1. Hukuk Dairesi         2014/7324 E.  ,  2016/2407 K.

    "İçtihat Metni"

    MAHKEMESİ :ASLİYE HUKUK MAHKEMESİ
    DAVA TÜRÜ : TAPU İPTALİ VE TESCİLVEYA TAPU KAYIT MALİKİNİN TESPİTİ

    Taraflar arasında görülen tapu iptali ve tescil olmadığı takdirde bedel davası sonunda, yerel mahkemece davanın reddine ilişkin olarak verilen karar davacı tarafından yasal süre içerisinde duruşma istekli temyiz edilmiş olmakla, duruşma günü olarak saptanan 01.03.2016 Salı günü için yapılan tebligat üzerine temyiz eden davacı ... ile temyiz edilen vekili Avukat ..., İhbar Olunan ... geldiler, davetiye tebliğine rağmen temyiz edilen İhbar olunan ... gelmedi, yokluğunda duruşmaya başlandı, süresinde verildiği ve kayıt olunduğu anlaşılan temyiz dilekçesinin kabulüne karar verildikten sonra gelen vekilin ve asillerin sözlü açıklamaları dinlendi, duruşmanın bittiği bildirildi, iş karara bırakıldı. Bilahare Tetkik Hakimi ... tarafından düzenlenen rapor okundu, düşüncesi alındı. Dosya incelenerek gereği görüşülüp düşünüldü:

    -KARAR-

    Dava, inançlı işlem hukuksal nedenine dayalı tapu iptali ve tescil, olmadığı taktirde bedel isteğine ilişkindir
    Davacı, kişisel garantisi altında dava ihbar olunan ... ile davalının annesi ... arasında satış vaadi sözleşmesi yapıldığını, akdin imkânsız hale gelmesi üzerine bu sözleşmenin 20.3.1998 tarihli sözleşme ile feshedildiğini, anılan sözleşmeye göre 30.4.1998 tarihine kadar 120.000 ABD Doları ödenmesi karşılığında teminat olarak verilen ve ödeme halinde tapuları kendisine iade edilmek koşulu ile kayden maliki olduğu 10910 parsel sayılı taşınmazdaki 19 nolu bağımsız bölümü ve kardeşi ... adına kayıtlı 114 ve 116 parsellerin 1/2"şer paylarını davalıya satış suretiyle temlik ettiğini, borç süresinde ödenemeyince ..."ın davalıya Kadıköy"deki 1175 ada 27 parsel sayılı taşınmazdaki iki adet daireyi devrettiğini, borcun böylece ayın olarak ödendiğini ileri sürerek tapu kayıtlarının iptali ile adına tesciline, olmadığı taktirde bir milyar bedelin tahsiline karar verilmesini istemiştir.
    Davalı, dava konusu taşınmazları bedelini ödeyerek satın aldığını, davacının kendisine ait olmayan taşınmazlar bakımından eldeki davayı açamayacağını, davacı ile arasında bir sözleşme bulunmadığını belirterek davanın reddini savunmuştur.
    Davanın reddine ilişkin olarak verilen karar, Dairece; "somut olayda, davacı ve davalının 20.03.1998 tarihinde düzenledikleri ve imzalarını taşıyan belgede yukarıda değinilen olguların teyit edildiği, bir başka ifadeyle aksi kanıtlanamayan bu belgenin davalıya mülkiyetin naklinin sebebini teşkil ettiği dosya kapsamı ile anlaşılmaktadır.
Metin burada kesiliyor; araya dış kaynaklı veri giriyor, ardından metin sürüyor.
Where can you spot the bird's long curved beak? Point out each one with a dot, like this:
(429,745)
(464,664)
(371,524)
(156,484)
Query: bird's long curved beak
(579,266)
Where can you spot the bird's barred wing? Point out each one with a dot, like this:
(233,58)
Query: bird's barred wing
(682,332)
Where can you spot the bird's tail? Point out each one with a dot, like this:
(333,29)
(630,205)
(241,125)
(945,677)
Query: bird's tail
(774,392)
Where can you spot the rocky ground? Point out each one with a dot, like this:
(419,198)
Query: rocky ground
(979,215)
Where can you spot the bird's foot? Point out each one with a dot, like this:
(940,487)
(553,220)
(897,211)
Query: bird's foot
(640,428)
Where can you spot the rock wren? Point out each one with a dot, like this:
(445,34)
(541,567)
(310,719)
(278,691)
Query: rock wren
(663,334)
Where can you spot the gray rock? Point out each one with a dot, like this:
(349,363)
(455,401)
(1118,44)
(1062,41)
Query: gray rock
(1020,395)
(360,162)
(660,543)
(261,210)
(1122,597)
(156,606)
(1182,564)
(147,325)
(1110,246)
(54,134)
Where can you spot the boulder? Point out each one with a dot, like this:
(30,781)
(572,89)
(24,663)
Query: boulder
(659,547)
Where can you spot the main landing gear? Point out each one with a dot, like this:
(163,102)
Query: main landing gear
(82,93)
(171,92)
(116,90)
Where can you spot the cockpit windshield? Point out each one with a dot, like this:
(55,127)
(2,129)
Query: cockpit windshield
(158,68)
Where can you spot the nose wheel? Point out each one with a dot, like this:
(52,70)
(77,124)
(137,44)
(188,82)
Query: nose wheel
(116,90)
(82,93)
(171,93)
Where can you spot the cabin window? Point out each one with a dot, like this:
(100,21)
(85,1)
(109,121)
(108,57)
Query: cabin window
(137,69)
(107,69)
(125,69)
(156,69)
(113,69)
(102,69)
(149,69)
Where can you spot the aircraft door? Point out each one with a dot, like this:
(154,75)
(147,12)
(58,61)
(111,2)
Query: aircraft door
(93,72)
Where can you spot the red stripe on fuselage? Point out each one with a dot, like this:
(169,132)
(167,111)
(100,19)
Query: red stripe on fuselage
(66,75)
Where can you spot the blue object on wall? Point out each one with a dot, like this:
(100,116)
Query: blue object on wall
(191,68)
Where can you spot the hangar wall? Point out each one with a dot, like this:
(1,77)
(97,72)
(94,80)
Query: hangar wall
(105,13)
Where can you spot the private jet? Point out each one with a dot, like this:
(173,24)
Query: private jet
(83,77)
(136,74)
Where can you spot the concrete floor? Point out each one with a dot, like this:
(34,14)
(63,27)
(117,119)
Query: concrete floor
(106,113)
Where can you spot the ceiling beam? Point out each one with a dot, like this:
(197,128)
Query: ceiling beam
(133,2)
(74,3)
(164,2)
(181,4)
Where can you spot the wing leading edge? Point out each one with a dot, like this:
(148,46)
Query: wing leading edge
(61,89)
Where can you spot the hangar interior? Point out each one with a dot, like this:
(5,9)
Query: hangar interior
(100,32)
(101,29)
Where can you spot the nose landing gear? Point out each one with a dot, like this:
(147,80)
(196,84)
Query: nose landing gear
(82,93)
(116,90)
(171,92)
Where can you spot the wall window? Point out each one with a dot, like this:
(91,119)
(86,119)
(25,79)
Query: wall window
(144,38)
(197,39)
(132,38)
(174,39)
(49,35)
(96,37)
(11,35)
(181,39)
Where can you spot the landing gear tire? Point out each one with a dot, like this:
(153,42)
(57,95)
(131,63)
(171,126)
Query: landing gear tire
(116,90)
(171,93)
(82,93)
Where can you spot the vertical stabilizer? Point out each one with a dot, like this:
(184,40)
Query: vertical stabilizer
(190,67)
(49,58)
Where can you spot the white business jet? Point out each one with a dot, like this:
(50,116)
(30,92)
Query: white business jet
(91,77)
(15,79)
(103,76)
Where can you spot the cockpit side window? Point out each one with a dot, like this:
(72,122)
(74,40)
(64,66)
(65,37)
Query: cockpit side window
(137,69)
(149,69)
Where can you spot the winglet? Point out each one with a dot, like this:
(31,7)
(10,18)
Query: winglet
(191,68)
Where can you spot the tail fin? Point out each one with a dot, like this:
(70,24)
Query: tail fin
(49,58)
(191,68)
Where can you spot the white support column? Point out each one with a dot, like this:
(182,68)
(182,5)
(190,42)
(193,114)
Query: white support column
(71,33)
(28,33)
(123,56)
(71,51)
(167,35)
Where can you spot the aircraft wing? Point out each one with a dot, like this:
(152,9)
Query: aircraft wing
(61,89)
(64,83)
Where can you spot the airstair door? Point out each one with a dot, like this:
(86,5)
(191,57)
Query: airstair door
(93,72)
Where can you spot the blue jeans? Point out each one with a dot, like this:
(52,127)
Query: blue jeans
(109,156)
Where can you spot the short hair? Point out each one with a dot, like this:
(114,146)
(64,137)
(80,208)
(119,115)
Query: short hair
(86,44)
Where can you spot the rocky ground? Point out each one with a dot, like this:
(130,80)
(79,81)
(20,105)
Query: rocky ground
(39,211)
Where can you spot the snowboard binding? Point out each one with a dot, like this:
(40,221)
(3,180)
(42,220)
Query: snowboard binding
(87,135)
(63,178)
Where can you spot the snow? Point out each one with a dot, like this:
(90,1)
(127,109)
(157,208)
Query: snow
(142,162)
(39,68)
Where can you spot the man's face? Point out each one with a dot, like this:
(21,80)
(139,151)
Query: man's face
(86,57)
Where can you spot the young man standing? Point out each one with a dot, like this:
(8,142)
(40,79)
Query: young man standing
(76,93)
Buna göre, taşınmazın satış suretiyle temellük edildiği yönündeki savunmaya itibar edilemez. Bu durumda 20.03.1998 tarihli belgenin taşınmazın sicil kaydının hangi sebeple davalıya intikal ettirildiğine ilişkin bir belge olduğu ve 05.02.947 tarihli, 20/6 sayılı İçtihadı Birleştirme Kararının öngördüğü anlamda bir belge niteliğini taşıdığı açıktır. Oysa, mahkemece bu belgeye itibar edilmeden davacıya davalı tarafa yemin teklif etme hakkı hatırlatılarak davalının da yemini eda etmesi üzerine iddianın kanıtlanmadığı gerekçesiyle reddine karar verilmesinin doğru olduğu söylenemez. Hal böyle olunca, anılan belgenin yukarıda değinilen İçtihadı Birleştirme Kararının öngördüğü kanıt niteliğinde olduğu gözetilerek yukarıda değinilen somut olayda izah edilen gayrimenkul satış vaadi sözleşmesine konu edilen bedelin ödenip ödenmediği araştırılarak Borçlar Kanununun 81. maddesi hükmü de gözetilmek suretiyle sonucuna göre bir karar verilmesi gerekirken yazılı olduğu üzere karar verilmiş olmasının doğru olmadığı” gerekçesiyle bozulmuş, bozma kararına uyularak mahkemece, davanın reddine karar verilmiştir.
    Bilindiği gibi, bozma kararına uyulmakla usûlû kazanılmış hak oluşur ve mahkemenin bozma doğrultusunda işlem yapması zorunlu hâle gelir.
    Ne varki, somut olayda, mahkemece bozma ilamına uyulmuş ise de, bozma gereklerinin yerine getirildiğini söyleyebilme olanağı yoktur.
    Ayrıca, davacı, bozma ilamı sonrasında, 03.10.2013 tarihinde, “dava konusu taşınmazın zilyetliğini devrettiğini, kira bedellerini davalının tahsil ettiğini, dolar üzerinden hesap yapıldığında inançlı işlemdeki bedeli fazlasıyla karşıladığını, bu yönde keşif yapılıp değerin tespitinin gerektiğini” beyan etmiştir.
    Hemen belirtmek gerekir ki, davacının beyanında açıkladığı şekilde bir ödemenin söz konusu olamayacağı, başka bir deyişle davacının inançlı işlem gereği kendi edimini yerine getirdiğinin kabul edilemeyeceği açıktır.
    Diğer taraftan, çekişme konusu davacıya ait 10910 parsel sayılı taşınmazdaki 19 nolu bağımsız bölümün 20.03.1998 tarihli inanç belgesinde yer alan 120.000,00 Dolar borcun teminatı olarak devredildiği, anılan bedelin davalıya ödenmediği de (dosya kapsamı ile) sabittir.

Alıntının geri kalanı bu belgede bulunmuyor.